The state justified the expansive eradication zone as a precaution to bring the canker outbreak under control before it spread to the 65 million trees in Florida's commercial citrus groves.
Homeowners fought the action in court, complaining that their beloved backyard citrus trees were being destroyed without any proof that the trees were, in fact, diseased.
In February, Circuit Judge Ronald Rothschild rejected the Department of Agriculture's defense that it was using the government's police powers to protect the state's food supply from a public nuisance.
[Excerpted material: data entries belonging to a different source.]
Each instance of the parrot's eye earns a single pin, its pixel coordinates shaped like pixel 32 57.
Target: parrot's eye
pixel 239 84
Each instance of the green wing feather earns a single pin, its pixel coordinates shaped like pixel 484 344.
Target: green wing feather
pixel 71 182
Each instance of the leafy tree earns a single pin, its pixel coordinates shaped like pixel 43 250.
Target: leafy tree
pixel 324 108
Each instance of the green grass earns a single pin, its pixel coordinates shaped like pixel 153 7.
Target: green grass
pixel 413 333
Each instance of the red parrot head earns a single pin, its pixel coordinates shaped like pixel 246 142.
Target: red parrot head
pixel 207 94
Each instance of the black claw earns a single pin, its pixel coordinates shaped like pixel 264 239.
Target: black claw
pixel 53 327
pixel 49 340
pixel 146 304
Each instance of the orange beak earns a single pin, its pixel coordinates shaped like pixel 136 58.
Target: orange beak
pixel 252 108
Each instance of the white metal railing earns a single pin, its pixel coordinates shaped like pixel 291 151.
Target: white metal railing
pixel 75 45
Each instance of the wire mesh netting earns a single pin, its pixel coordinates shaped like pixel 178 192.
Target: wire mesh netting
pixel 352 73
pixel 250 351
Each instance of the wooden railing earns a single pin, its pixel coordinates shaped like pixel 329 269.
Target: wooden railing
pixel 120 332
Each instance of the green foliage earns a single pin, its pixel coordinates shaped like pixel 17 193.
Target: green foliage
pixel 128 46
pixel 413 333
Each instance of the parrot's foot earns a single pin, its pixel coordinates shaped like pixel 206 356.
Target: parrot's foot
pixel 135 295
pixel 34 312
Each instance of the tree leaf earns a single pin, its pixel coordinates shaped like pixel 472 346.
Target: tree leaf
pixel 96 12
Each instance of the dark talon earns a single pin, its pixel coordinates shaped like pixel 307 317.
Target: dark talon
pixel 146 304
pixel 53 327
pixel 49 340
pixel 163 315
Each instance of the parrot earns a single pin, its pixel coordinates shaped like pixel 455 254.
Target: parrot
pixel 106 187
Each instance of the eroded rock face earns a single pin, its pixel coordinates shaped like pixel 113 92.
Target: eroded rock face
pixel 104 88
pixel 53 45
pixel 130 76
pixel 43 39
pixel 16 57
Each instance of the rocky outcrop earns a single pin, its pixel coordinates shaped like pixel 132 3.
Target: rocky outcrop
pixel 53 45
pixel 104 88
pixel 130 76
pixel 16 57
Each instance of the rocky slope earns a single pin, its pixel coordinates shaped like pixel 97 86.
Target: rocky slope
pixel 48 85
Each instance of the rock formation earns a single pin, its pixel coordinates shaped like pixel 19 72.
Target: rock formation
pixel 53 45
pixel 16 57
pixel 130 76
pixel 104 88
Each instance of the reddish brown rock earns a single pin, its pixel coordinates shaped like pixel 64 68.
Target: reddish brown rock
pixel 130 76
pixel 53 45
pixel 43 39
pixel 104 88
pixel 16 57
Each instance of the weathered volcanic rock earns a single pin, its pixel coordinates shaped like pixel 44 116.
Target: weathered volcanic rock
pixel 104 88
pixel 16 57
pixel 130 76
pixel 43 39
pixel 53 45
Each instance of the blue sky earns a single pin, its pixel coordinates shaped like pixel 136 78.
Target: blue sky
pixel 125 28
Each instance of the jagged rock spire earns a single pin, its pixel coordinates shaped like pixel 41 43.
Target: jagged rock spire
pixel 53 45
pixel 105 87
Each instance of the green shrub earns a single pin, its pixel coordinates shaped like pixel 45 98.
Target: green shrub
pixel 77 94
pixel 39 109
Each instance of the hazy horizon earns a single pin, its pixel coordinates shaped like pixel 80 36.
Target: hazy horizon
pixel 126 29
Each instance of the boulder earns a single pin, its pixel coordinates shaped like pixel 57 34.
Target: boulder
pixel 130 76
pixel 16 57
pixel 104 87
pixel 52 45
The judge said the state has the power to remove diseased trees, but that the Florida constitution requires the government to pay "full compensation" when healthy trees are removed as part of the program.
A jury was empaneled to decide how much compensation would be full compensation for the destroyed trees.
Agriculture Department lawyer Wesley Parsons told the jurors in closing arguments on Friday that residents should receive "zero" compensation because their trees were exposed to canker and had no value. "The trees within the 1,900-foot-radius were doomed," he said, because it was only a matter of time before they, too, would become diseased.
Mr. Parsons likened the spread of citrus canker to the spread of wildfire. Trees in the path of the flames have no value, he said. "A menace is approaching. It is not only going to debilitate the tree in the backyard, it is also going to debilitate other trees in the neighborhood," he told the jurors.